In: Journal of Comparative Physiology A, Vol. 132, Nr. 1: S. 39-46
1. In awake Greater Horseshoe bats (Rhinolophus ferrumequinum) the responses of 64 inferior colliculus neurons to electrically elicited vocalizations (VOC) and combinations of these with simulated echoes (AS: pure tones and AS(FM): sinusoidally frequency-modulated tones mimicking echoes from wing beating insects) were recorded.
2. The neurons responding to the species-specific echolocation sound elicited by electrical stimulation of the central grey matter had best frequencies between 76 and 86 kHz. The response patterns to the invariable echolocation sound varied from unit to unit (Fig. 1).
3. In 26 neurons the responses to vocalized echolocation sounds markedly differed from those to identical artificial ones copying the CF-portion of the vocalized sound (AS). These neurons reacted with a different response to the same pure tone whether it was presented artificially or vocalized by the bat (Fig. 2). In these neurons vocalization activities qualitatively alter the responsiveness to the stimulus parameters of the echoes.

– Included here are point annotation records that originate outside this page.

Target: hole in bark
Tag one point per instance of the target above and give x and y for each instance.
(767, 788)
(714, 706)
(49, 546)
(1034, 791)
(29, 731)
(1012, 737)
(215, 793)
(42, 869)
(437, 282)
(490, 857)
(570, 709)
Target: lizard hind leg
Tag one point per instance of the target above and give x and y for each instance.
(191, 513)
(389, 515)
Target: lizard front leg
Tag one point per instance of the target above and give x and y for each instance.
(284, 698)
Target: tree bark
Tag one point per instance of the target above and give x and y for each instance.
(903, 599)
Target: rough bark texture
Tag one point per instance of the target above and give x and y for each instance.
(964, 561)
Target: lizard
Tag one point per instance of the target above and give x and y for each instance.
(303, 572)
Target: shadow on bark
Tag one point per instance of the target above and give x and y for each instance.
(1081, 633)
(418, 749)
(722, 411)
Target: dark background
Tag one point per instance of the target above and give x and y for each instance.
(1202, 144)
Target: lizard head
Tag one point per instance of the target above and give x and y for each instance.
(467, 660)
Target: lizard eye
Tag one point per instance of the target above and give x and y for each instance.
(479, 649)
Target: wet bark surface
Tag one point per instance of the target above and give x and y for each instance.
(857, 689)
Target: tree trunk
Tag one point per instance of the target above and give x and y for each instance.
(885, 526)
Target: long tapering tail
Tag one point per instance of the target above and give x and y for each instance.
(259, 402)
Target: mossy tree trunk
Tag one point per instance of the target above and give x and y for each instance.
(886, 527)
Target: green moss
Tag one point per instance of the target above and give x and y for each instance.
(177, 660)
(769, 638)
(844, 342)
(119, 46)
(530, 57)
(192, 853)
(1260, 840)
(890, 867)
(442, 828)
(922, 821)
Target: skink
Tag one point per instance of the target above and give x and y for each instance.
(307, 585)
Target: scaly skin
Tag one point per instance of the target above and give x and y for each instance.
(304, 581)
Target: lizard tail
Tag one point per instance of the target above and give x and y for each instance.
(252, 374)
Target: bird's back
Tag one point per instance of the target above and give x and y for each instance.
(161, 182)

4. A few neurons neither responded to vocalization nor to an identical pure tone but discharged when vocalization and pure tone were presented simultaneously.
5. In 2 neurons synchronized encoding of small frequency-modulations of the pure tone (mimicking an echo returning from a wing beating prey) occurred only during vocalization. Without vocalization the neurons did not respond to the identical stimulus set (Fig. 3). In these neurons vocalization activities enhanced FM-encoding capabilities otherwise not present in these neurons.
6. FM-encoding depended on the timing between vocalization and frequency-modulated signal (echo). As soon as vocalization and FM-signal no more overlapped or at least 60–80 ms after onset of vocalization synchronized firing to the FM was lost (4 neurons) (Fig. 4).
7. 4 neurons weakly responded to playbacks of the bat's own vocalization 1 ms after onset of vocalization. But when the playback frequency was shifted to higher frequencies by more than 400 Hz the neurons changed firing patterns and the latency of the first response peak (Fig. 5). These neurons sensitive to frequency shifts in the echoes returning during vocalization may be relevant to the Doppler-shift compensation mechanism in Greater Horseshoe bats.